Power, a perennial title contender, was already being treated for the ear infection when he arrived in St. Petersburg. He said his glands were swollen on Thursday, but the Australian felt fit enough to compete.
He then crashed during a Friday practice session on the road course and was evaluated at the scene by IndyCar's safety team. Showing no signs of injury, he was cleared to return to his car by IndyCar medical director Dr. Geoffrey Billows.
On Saturday, Power felt very sick and wasn't sure he could drive. He did, and broke his own track record three times during qualifying while winning the pole. But he nearly fell over after the session, was too sick to participate in a post-qualifying news conference and was also experiencing neck stiffness.
When IndyCar officials learned Sunday morning that Power was experiencing nausea, they ordered him examined again by Billows. Power failed a concussion assessment test and was replaced for the race by Oriol Servia.
"Given the nature of his inner-ear infection, it would have been extremely difficult for Will to pass the SCAT, which is what ultimately led to the concussion diagnosis," said Dr. Terry Trammell, safety consultant to IndyCar. "At the University of Miami, they conducted a week's worth of testing in one day, and Will was seen by multiple physicians. The doctors concluded definitively that Will had not sustained recent head trauma."

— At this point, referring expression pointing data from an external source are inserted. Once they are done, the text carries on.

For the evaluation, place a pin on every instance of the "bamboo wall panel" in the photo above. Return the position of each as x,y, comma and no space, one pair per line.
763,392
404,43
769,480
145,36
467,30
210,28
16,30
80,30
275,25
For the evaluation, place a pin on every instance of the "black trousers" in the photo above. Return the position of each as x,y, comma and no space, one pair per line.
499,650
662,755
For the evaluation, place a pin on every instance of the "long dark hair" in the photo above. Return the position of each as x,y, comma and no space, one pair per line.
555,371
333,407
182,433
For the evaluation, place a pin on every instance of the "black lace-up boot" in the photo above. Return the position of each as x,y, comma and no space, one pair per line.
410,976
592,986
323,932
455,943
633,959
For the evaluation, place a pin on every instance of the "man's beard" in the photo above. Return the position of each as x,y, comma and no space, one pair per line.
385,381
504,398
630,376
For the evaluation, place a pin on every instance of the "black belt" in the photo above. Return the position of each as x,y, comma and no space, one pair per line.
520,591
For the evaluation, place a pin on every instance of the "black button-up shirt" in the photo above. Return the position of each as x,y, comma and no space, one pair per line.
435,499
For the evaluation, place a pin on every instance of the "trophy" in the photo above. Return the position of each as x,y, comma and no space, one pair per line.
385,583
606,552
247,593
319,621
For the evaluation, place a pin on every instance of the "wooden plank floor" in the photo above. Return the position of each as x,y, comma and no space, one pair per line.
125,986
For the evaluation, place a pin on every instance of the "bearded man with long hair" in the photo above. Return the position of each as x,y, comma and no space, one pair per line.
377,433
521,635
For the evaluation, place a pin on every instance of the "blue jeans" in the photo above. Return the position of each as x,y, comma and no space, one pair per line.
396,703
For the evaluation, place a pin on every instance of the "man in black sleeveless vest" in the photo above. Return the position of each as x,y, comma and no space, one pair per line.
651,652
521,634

At Miami and under the care of Dr. Stephen Olvey, Power passed a post-concussion assessment and an MRI was normal during the long day of testing. He was diagnosed with muscle tension that was causing the stiffness in the neck - stiffness could have contributed to headaches. Power is now being treated for the tension in his neck.
Power has been cleared to resume racing and expects to test next Tuesday at Barber Motorsports Park in Alabama. IndyCar's next event is April 2 at Phoenix.
"We take the possibility of concussion rather seriously and err on the side of the caution," Trammell said.
The incident raised questions about IndyCar's concussion protocol because Power was not seen in the medical center following Friday's crash. Drivers are not required to go to the medical center after a crash on road and street courses, but they are on oval tracks and must remain under observation for at least 15 minutes.
Power's crash was not a heavy enough impact to warrant any red flags, particularly since data showed he did not have a concussion and he seemed fine when examined at the scene by Billows. Trammell said even if Power had gone to the medical center on Friday, his symptoms didn't show up until Saturday.
As for the incorrect diagnosis, Trammell and Olvey both noted that Power failed the SCAT test - which he would have done because of his symptoms and the ear infection - and he wasn't in shape to race Sunday.
"The presumption is that when a driver has had an impact is that anything that is wrong with him is a result of that impact," Trammell said. "Nothing correlated really well. The impact wasn't hard enough and he had a mix of symptoms for various reasons."